More and more organizations are producing and using spatial data. However, getting value out of that data through automating business processes and analyzing spatial patterns requires spatial data integration. Many data integration platforms exist, but FME provides the best support for spatial data integration.

Spatial data: data that is representative of a specific geographic location on the surface of the Earth.

Spatial data is often used with a geographic information system (GIS), a system designed to capture, store, manipulate, analyze, manage, and present all types of spatial data.

If you are already familiar with spatial data, you can skip ahead to the Quiz.

Learn More

Spatial data can be stored in vector or raster formats. Vector spatial data is made up of points, lines, and polygons. At its core, it consists of lists of coordinates on a plane and information regarding how they are connected.

Raster data is made up of pixels, where the value (or color) of a pixel represents the value of a phenomenon, e.g., the average annual precipitation.
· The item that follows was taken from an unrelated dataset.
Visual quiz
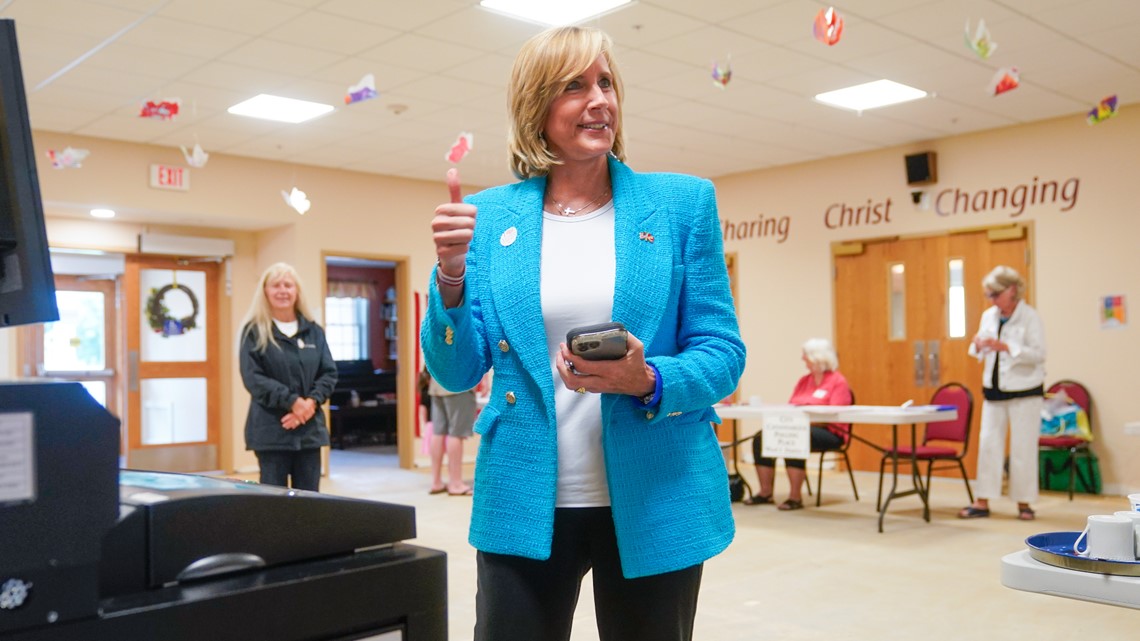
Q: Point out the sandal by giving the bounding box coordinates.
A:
[958,505,990,519]
[776,498,804,512]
Standard imagery uses the visible spectrum like a regular photograph. However, other kinds of imagery are available. For example, imagery in the near-infrared band can be used to measure the prevalence of vegetation beyond what the human eye can detect. 
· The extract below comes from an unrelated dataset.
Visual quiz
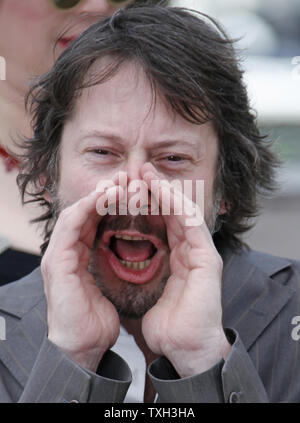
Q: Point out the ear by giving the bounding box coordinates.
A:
[219,199,229,216]
[39,175,52,203]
Raster data is better for representing continuous data that varies over an entire area, such as elevation. Vector data is better for representing discrete objects, such as the outlines of buildings (polygons).

Geometry type Illustration Examples
Point Points

Cell towers

Community centers

Fire hydrants

Oil wells

Line Lines

Electricity distribution network

Pipelines

Roads

Trails

Water distribution network

Polygon Polygons

Administrative borders

Building footprints

Service areas

Water bodies

Zoning districts

Raster Raster

Classified land use

Elevation

Orthophoto (a satellite or aerial photograph adjusted so the scale is uniform)

Scanned documents

Learn more about FME’s geometry model.

Spatial data contains geometry data that describes the actual location of the data. It also usually includes attribute data that describes the features. For example, here is a dataset of point locations of community centers that includes attributes such as “CentreName” and “CentreAddress.”

Community center points with attribute data

Having geometry and attributes in the same dataset lets you query or filter the data. For example, you could filter the dataset of community centers to select the point with a “CentreName” that equals “Mount Pleasant.”        

Selecting a point

By itself, spatial data can be used to create maps or analyzed to identify patterns such as clusters. However, it must be integrated with other data sources to gain maximum value. For example, retail businesses integrate existing store locations, road networks, and neighborhood demographic data to identify the best place to build new stores.

Integrating spatial with nonspatial data, such as spreadsheets or database tables, is also possible. This integration is possible as long as the nonspatial data has an attribute that holds some spatial information. Many nonspatial datasets contain addresses, coordinates, or other identifiers. Combining these with spatial data allows you to unlock new insights. For example, retail businesses combine customer transaction data (containing their zip or postal code) with neighborhood demographic data to understand their customers and market their products or services more effectively.

For examples of how FME users are getting value from spatial data integration, check out these customer stories:

  • Natural gas and electricity utility FortisBC uses FME to create an integrated view of wildfires and assets to inform decision making and send spatially aware notifications.
  • The Iowa Department of Transportation uses Internet of Things data with FME to integrate snow plow locations, plow cams, and road conditions.
  • The California Earthquake Authority nonprofit insurance company uses FME to monitor for earthquakes and automatically notify stakeholders when a seismic event occurs nearby.